Dann muss er weiterarbeiten, das Buch ist ihm wichtig. Zu seiner Geschichte sagt er nur so viel: "Das Schlimmste ist die Ohnmacht. Die Vorstellung, wie in New Orleans das Wasser kommt und die Beamten weglaufen. Man muss es vergessen, sonst wird man verrückt. Diese Schmerzen kann man nicht ausdrücken."

Berauscht vom Entsetzen

7100 Insassen sind in Deutschland im geschlossenen Jugendstrafvollzug. Davon 10 bis 15 Prozent unter 18 Jahre alt, die Hälfte ist 18 bis 20 Jahre alt, der Rest 21 bis 24. Christian Pfeiffer vom Kriminologischen Forschungsinstitut Niedersachsen sagt: "Siegburg ist keine Justizpanne. Das ist eine Strafvollzugskatastrophe."

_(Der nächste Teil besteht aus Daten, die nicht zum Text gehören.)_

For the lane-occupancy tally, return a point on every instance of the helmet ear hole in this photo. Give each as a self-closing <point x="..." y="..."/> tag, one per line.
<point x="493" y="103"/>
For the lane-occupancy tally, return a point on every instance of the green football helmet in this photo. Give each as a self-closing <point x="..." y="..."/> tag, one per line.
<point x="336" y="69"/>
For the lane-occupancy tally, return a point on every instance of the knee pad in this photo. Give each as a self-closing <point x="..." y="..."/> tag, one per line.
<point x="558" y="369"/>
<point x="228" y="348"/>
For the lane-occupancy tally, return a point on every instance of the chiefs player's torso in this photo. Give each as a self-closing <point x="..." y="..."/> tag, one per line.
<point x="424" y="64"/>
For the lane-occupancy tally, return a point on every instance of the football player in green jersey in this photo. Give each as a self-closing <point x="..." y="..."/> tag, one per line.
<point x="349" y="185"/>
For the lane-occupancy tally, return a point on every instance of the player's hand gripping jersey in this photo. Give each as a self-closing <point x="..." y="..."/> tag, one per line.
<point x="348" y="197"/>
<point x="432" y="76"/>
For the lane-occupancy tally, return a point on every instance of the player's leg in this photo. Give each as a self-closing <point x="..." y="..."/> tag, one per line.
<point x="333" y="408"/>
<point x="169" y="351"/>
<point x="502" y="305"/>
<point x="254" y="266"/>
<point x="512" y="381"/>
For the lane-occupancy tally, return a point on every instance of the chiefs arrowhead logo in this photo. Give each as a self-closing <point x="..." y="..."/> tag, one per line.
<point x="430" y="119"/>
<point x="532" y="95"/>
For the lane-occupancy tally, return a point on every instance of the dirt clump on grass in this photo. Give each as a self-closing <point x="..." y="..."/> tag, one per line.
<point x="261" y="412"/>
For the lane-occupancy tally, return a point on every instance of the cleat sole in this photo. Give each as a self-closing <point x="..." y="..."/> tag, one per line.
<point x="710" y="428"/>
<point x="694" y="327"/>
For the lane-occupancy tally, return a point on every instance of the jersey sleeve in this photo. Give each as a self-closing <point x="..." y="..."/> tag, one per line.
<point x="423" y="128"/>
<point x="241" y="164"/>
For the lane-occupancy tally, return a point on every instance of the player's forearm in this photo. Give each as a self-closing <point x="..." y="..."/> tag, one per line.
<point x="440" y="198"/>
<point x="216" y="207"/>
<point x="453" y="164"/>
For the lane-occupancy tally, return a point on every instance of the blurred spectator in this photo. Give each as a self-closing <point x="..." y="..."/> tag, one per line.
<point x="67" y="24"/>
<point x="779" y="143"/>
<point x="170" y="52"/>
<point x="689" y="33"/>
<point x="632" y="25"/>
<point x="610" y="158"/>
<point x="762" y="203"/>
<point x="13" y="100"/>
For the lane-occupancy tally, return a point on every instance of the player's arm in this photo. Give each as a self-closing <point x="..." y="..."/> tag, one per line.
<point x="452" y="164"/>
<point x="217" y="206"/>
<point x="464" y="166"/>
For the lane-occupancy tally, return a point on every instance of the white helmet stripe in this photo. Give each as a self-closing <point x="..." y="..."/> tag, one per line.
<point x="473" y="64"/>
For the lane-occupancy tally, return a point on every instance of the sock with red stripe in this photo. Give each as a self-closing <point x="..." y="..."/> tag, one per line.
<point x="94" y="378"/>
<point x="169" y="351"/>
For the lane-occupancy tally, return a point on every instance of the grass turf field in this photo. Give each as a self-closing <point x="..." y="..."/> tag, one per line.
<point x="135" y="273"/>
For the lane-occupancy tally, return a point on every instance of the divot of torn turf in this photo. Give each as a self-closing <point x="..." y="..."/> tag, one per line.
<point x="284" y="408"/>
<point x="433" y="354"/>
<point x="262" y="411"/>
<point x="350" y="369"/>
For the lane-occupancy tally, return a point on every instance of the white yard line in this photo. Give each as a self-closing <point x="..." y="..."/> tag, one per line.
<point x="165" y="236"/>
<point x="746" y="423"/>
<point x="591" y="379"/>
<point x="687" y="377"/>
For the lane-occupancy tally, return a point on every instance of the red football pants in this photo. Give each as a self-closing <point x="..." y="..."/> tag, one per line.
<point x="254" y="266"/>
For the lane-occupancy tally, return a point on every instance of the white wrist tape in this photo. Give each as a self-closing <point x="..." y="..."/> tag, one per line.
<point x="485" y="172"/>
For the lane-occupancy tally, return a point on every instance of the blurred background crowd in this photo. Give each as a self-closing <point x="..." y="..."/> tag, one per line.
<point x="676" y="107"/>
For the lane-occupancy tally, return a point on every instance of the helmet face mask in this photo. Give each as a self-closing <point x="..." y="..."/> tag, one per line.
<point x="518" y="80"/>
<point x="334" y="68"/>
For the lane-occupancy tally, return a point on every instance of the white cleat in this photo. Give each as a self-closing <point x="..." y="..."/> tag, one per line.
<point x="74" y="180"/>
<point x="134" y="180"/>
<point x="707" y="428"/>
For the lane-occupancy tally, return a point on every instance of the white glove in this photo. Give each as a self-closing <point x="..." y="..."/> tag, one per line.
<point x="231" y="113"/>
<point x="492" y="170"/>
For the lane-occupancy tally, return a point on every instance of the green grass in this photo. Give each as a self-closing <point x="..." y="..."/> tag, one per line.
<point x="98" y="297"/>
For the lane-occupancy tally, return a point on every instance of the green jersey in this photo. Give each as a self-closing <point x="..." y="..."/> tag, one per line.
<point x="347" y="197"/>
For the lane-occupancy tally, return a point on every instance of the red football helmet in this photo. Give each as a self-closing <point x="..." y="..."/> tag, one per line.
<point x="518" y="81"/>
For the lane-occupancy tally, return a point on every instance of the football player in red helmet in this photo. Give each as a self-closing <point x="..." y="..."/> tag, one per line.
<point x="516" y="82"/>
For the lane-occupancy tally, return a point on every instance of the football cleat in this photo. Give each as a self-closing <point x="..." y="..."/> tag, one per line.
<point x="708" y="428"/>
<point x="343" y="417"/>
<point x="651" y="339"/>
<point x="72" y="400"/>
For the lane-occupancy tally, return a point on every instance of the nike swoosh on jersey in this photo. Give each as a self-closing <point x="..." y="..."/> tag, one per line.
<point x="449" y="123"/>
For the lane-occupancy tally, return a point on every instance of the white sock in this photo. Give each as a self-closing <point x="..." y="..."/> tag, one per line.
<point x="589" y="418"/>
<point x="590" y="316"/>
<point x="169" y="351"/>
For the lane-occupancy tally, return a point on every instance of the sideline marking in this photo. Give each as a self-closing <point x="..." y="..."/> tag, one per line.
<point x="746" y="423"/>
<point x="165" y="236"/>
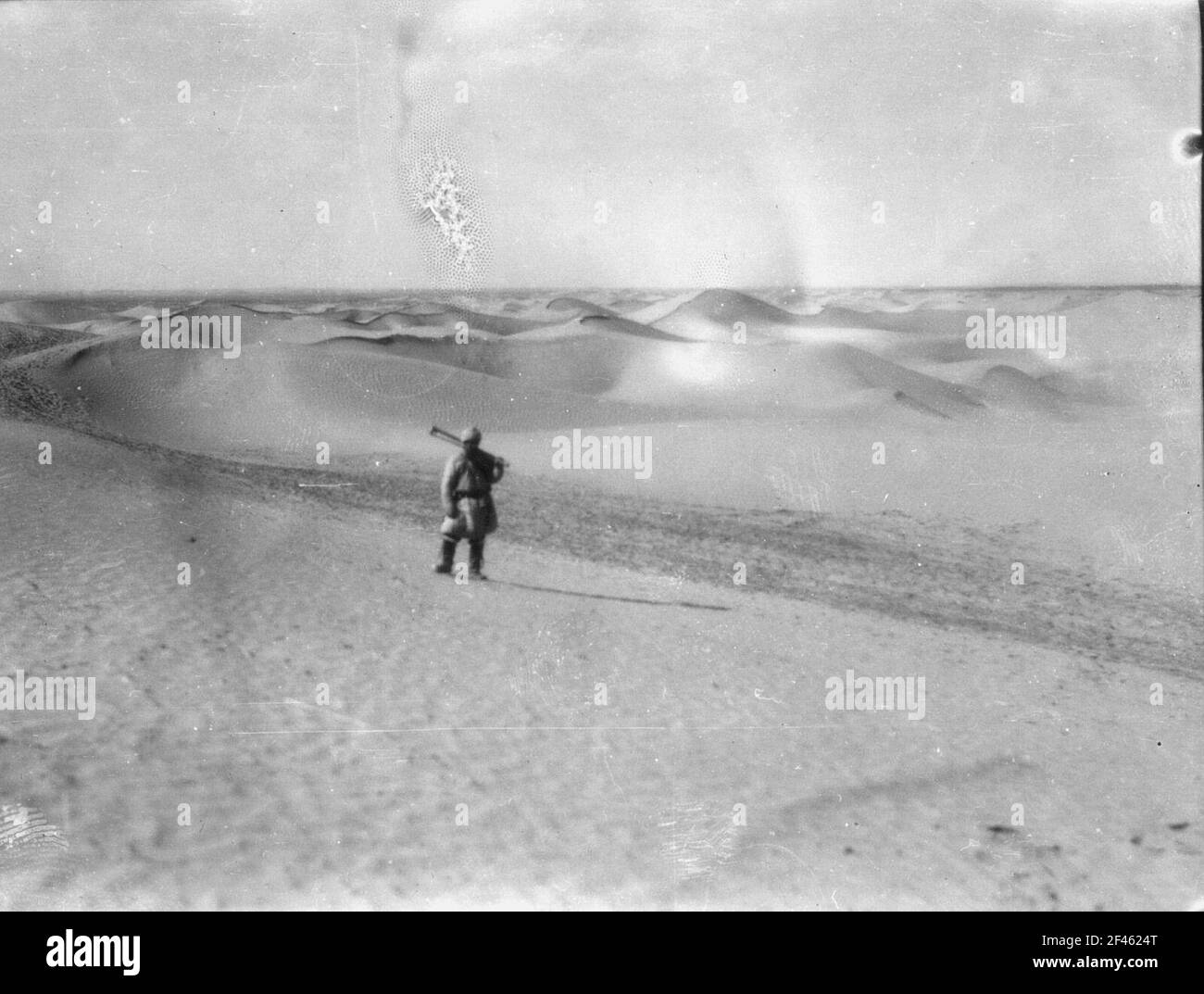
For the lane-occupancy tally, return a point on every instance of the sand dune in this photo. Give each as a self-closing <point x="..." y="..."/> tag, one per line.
<point x="582" y="364"/>
<point x="284" y="399"/>
<point x="23" y="339"/>
<point x="1008" y="387"/>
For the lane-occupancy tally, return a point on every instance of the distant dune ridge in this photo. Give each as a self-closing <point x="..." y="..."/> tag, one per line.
<point x="567" y="363"/>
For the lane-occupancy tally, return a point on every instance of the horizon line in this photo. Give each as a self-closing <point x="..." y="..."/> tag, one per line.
<point x="328" y="292"/>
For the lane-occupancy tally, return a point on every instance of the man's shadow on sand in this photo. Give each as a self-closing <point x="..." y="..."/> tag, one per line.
<point x="612" y="597"/>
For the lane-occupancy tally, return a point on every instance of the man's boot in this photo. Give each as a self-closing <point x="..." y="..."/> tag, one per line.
<point x="445" y="556"/>
<point x="477" y="560"/>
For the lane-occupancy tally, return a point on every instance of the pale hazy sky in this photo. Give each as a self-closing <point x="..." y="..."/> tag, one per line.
<point x="596" y="144"/>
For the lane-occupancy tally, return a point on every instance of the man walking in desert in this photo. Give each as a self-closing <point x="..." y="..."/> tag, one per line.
<point x="468" y="503"/>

So viele Fehler wurden gemacht. Drinnen. Und so viele werden gemacht. Draußen. Pfeiffer sagt, die Dinge werden eigentlich immer besser, aber die Leute wissen es nicht. Die Zahlen an Straftaten gehen runter, und trotzdem gebe es 40 Prozent mehr Gefangene als vor zehn Jahren. "Das ist völlig sinnlos. Es ist eine politisch gewollte Überfüllung", sagt Pfeiffer.

Siegburg ist für ihn eine Botschaft an alle, nicht nur an die Gefängnisse.

Normalerweise gibt es Abschiedsschläge, jeder bekommt sie. Es ist das Endritual, die letzte Bedrohung, wenn die anderen sich aufstellen, links und rechts, wenn sie schlagen, fest und wahllos. Für Hermann Heibach stellte sich keiner mehr auf, er verließ Siegburg im schlichten Kiefernsarg.